Celine listened for Wilmer’s answer with special interest. In addition to being in charge of instrumentation, she was also the expedition’s physician. The medical supplies and equipment were adequate for “normal” emergencies, but a supernova didn’t qualify.

“Safe?” Wilmer blinked his eyes and rubbed his stubbly beard as though such a question had never occurred to him. Celine’s guess was that it hadn’t. He was a super scientist and a sweetheart, but sometimes he seemed on a different wavelength from normal people.

“I dunno,” he said after a moment. “But I can work it out easy enough. The bigger star of Alpha Centauri is pretty much a look-alike for our sun, same spectral type but a little bit brighter. It’s about one and a third parsecs away, so that’s about two hundred seventy thousand times as far as the sun is from Earth. If it becomes a hundred billion times as bright as usual, it will look a hundred billion divided by two hundred seventy thousand squared as bright as the sun. So there you are.”

He paused, as though that was the end of the story. “Translation, Jenny,” said Zoe. “Do the calculation, would you, for people like me. How bright will it be?”

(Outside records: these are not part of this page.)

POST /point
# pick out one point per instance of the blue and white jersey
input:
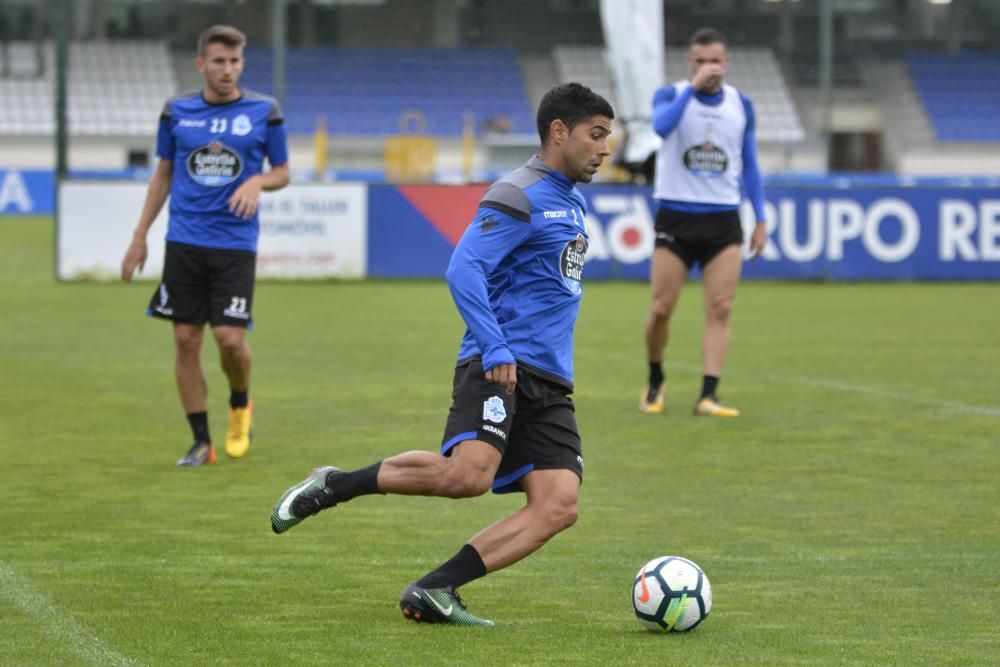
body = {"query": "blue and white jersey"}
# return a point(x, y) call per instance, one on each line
point(515, 273)
point(709, 150)
point(214, 149)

“One hundred billion divided by two hundred seventy thousand squared is one point thirty-seven.” Jenny Kopal was in charge of computers, and the common view was that she had a personal one inside her head. Celine found it easier to ask the dark-haired Hungarian for the answer to calculations rather than keying it in herself.

“That’s bright,” Reza said. He giggled. “Sell Sunscreen 100, you’ll make your fortune.”

“Well, that could be off a factor of two, one way or the other,” Wilmer added. “But Reza’s right, Alpha Centauri as seen from Earth will be bright, maybe as bright as the sun. Of course, that’s only for a month or two, then it goes dim again.”

Except for Wilmer, the group in front of Celine moved in concert, edging away from the chamber window.

“Are we in danger?” Zoe asked.

Wilmer shrugged. He had the long limbs and wide shoulders of an outdoorsman. That, combined with his Australian accent, had Celine in the first months of their acquaintance expecting him to talk about wombats and wallabies rather than quantum field theories. “I don’t see why,” he said at last. “We can handle solar radiation. We have the inner shielded area in Section One, in case of big solar flares.” He looked thoughtful. “Course, when the gas shell of the supernova expands, a big slug of gamma rays will break out. We have no idea which direction they’ll emerge. But we have enough shielding to handle that, too. The big problem is going to be the high-energy particle flux. That will carry a lot more energy than the visible light or the gamma rays. It’ll be an absolute killer.”

Zoe came bolt upright. “And you say we’re not in danger!”

“We’re not. The light and gammas travel at light speed, but the particles are much slower — five to ten percent of light speed. It will take them fifty years to get here.”

The group relaxed again.

“Fifty years,” Zoe said. “I don’t care about fifty years. I was worried about fifty minutes or fifty hours.”